第七話 対峙する黒鉄
黒い鋼の声音で詠まれた、二人の名前。それは湖上の薄氷を踏み割るかのような無遠慮さで、二人きりの戦場を引き裂いた。
その言霊に貫かれた瞬間、自身の脳が瞬間的に裏返ったかのような激痛を覚えてローレとユニアは大きく怯む。放とうとしていた攻撃が逸れ、見えない何かに弾き飛ばされたように体勢を崩した。
まるで二人の間の空間へ物理的に亀裂が入ったかのよう。
しかし自分の身に起きたことを鑑みる余裕は今の二人にない。反動にたたらを踏みながら、響いた声の発生源へと目を向ける。
仕切り直しとなった戦場を三つ巴に変えるべく、広場へと踏み入って来たのは短い黒髪を靡かす優美な人型。
「少し見ない間にまあ随分と人間から外れたわね、二人とも」
「っ、ミリゼ!?」
「どうして――」
微笑みどころか冷笑すら浮かべずに、あどけなさを残した面立ちはただひたすらに無表情。表向きにはそれなりに豊かだった情動の気配はまるで無い。
ミリゼはただじっと、冷たい琥珀色の視線で二人を射抜く。吐き捨てるように言葉を続けながら、一歩を引きずるように踏み出した。

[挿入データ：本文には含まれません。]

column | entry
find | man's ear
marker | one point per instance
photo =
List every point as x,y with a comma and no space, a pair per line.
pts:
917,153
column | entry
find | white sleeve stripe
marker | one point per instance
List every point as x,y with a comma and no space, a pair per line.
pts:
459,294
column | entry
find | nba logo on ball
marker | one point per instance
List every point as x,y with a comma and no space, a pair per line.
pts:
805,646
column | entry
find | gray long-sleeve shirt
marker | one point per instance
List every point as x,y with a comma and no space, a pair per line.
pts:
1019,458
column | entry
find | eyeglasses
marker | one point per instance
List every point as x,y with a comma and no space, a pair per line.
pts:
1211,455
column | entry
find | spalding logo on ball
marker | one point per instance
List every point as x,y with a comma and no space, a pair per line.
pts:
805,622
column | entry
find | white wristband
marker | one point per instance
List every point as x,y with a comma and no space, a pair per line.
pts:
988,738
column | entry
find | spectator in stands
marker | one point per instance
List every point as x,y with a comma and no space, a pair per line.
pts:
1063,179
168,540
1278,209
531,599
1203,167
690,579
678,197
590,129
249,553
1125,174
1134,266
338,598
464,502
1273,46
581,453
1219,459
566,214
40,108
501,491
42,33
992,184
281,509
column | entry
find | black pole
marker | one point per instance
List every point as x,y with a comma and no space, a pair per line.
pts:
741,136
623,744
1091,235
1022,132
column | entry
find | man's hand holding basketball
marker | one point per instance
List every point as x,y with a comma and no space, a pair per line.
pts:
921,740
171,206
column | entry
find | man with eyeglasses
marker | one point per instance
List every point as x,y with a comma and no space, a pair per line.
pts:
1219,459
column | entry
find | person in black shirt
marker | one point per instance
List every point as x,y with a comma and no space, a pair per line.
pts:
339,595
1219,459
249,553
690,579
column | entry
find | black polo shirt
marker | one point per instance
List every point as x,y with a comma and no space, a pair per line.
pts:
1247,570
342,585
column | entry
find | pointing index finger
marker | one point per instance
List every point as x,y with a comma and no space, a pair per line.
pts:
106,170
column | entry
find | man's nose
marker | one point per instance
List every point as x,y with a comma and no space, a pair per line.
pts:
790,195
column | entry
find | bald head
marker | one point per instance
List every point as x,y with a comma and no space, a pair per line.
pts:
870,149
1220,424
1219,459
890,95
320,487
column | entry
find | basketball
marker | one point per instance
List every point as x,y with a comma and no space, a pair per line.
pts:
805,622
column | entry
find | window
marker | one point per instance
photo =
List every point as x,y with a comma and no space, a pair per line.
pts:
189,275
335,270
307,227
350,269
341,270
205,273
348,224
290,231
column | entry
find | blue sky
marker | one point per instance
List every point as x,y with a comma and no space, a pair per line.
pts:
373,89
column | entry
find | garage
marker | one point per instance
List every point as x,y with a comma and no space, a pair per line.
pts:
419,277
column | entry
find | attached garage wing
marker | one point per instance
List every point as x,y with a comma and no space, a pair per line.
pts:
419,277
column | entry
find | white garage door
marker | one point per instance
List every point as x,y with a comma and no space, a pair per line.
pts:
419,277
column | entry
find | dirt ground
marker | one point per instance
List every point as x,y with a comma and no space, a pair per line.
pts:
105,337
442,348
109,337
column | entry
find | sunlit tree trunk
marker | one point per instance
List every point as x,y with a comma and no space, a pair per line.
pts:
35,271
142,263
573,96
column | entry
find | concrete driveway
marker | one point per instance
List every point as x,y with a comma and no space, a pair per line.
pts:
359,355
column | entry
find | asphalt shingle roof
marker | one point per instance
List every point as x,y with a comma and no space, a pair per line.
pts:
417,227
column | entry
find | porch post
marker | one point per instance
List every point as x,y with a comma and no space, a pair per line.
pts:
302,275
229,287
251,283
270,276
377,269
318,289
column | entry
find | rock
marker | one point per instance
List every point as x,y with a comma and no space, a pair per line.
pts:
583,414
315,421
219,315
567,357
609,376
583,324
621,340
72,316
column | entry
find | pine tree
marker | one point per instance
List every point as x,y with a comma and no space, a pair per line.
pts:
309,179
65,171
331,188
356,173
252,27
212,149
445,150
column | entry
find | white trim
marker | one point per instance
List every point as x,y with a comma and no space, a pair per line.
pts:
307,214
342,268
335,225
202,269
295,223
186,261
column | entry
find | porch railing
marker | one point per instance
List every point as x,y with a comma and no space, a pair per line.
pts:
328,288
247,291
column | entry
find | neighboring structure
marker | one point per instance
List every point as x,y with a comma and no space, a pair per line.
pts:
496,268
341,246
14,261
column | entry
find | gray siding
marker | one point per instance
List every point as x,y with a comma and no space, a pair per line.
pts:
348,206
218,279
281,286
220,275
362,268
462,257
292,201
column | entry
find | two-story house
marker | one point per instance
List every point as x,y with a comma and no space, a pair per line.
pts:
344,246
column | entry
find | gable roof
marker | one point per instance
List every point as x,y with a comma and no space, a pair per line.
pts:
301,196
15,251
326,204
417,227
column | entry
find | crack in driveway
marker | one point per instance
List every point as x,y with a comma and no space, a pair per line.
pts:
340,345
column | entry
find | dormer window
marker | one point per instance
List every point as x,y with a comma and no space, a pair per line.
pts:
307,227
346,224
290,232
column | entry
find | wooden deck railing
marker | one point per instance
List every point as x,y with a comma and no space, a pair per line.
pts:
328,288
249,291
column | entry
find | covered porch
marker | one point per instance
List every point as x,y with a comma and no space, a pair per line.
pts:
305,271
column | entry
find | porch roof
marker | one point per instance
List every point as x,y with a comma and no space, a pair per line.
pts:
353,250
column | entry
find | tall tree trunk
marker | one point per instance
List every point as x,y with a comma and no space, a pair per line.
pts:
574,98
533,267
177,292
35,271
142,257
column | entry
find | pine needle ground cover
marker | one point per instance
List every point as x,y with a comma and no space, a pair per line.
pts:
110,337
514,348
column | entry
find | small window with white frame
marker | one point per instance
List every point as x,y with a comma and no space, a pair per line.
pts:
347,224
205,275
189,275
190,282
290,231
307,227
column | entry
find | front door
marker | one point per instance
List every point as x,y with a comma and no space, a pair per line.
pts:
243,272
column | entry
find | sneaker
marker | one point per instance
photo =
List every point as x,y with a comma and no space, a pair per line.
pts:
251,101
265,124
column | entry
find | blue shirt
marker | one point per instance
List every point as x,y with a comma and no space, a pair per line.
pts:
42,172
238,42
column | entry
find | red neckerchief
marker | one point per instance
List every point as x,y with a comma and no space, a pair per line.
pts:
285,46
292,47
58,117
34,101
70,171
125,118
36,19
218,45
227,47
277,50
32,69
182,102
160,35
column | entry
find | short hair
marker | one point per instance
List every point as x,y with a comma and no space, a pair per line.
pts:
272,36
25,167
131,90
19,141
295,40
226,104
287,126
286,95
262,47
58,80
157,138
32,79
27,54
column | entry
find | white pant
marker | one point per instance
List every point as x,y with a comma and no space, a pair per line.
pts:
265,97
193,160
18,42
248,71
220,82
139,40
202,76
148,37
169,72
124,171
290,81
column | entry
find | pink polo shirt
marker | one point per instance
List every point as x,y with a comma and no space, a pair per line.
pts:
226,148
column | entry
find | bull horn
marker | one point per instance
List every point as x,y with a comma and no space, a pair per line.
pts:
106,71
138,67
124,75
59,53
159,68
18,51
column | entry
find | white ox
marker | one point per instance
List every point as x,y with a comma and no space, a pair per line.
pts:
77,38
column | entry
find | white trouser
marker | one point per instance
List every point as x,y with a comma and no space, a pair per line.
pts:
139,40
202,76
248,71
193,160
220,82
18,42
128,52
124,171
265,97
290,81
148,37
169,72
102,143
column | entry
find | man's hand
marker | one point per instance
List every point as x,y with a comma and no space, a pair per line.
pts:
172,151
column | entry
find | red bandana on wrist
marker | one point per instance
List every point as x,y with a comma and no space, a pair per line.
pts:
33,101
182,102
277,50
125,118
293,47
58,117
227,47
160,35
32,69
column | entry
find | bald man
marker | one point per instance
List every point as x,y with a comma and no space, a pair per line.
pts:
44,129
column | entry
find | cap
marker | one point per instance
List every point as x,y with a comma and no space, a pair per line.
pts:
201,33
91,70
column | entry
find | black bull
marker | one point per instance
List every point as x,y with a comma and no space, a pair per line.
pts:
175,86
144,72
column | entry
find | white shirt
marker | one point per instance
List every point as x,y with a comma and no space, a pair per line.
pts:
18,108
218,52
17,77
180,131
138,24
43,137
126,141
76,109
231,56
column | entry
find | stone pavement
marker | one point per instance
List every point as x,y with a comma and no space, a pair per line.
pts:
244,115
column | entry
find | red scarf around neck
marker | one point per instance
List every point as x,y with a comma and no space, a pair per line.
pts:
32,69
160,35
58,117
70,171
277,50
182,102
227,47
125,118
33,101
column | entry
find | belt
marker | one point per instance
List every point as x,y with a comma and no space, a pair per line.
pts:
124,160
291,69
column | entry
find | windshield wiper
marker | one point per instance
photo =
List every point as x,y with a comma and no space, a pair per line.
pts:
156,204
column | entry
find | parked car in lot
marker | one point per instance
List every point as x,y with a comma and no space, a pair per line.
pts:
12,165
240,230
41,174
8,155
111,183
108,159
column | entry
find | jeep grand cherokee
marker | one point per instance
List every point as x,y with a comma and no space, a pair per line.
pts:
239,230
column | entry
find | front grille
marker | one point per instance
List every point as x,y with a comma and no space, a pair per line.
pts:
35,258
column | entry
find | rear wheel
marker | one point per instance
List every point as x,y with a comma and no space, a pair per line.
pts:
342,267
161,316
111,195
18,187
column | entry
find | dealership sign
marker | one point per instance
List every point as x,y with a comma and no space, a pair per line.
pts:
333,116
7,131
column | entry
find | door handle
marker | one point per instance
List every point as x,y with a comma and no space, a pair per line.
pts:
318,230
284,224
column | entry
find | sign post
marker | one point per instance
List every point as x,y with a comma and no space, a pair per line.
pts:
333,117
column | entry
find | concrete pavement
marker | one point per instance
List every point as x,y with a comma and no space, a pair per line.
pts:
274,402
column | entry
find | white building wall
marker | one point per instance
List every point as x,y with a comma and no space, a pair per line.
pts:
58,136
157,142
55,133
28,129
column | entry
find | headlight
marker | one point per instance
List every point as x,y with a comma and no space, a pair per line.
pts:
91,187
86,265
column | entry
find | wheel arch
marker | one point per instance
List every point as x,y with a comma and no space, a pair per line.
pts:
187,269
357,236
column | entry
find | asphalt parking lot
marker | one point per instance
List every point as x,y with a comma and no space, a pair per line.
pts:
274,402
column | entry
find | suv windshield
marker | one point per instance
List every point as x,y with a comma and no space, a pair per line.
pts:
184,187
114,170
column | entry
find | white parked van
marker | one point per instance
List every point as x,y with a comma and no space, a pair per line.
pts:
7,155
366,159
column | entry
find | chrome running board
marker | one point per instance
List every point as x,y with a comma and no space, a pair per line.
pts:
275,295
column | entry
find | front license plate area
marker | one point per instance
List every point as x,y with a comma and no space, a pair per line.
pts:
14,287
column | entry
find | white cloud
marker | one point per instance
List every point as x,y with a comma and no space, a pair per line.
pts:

「見てられないから――なんて、わざわざ言う必要も無いでしょう」
その一歩が、歪な硬い気配を宿して世界を揺らす。
まるで全身に枷が嵌っているように重々しく、そしてそれを千切りながら進んでいるよう。
実際に、その歩みはこの場で重要なものを乱しつつある。
ミリゼが踏んだ地面が、妙な音を立てた。ガラスが軋むような、人が聞けば眉を顰める不快な音。鼓膜を針で引っ掻いたような痛みが二人に走る。
「――さて、ちょっとだけ雑音いれたから、もう何分かであなたたちの保護者が気付くわね。そうなればお互いに拙いんじゃない?
それが嫌なら一旦退きなさい。これでも私、あなたたちと仲良かったつもりだから。ああ、逃げて仕切り直す気ならやめてね。その場合は地獄の底だろうと追っかける」
ミリゼが踏み入ってきたことで、ほんの少しだけ一帯が歪んだ。特段大きく害があるものではないものの、それでもほんの少しの摩擦が世界に生じる。
その影響で零れた波動は並の人間には知覚できないだろうが――生憎、この街には並とは言えない存在がこの場の三人以外にもいた。
このままでは、帰りが遅いと焦れているだろう彼女たちの庇護者に気取られる。そうなればおそらく数秒とかからず駆けつけてくるはずだ。
二人きりならあくまで私闘。しかし他が加われば、それはもはや戦争だ。そうならないために先走ったのに、そうなってしまえば本末転倒にも程がある。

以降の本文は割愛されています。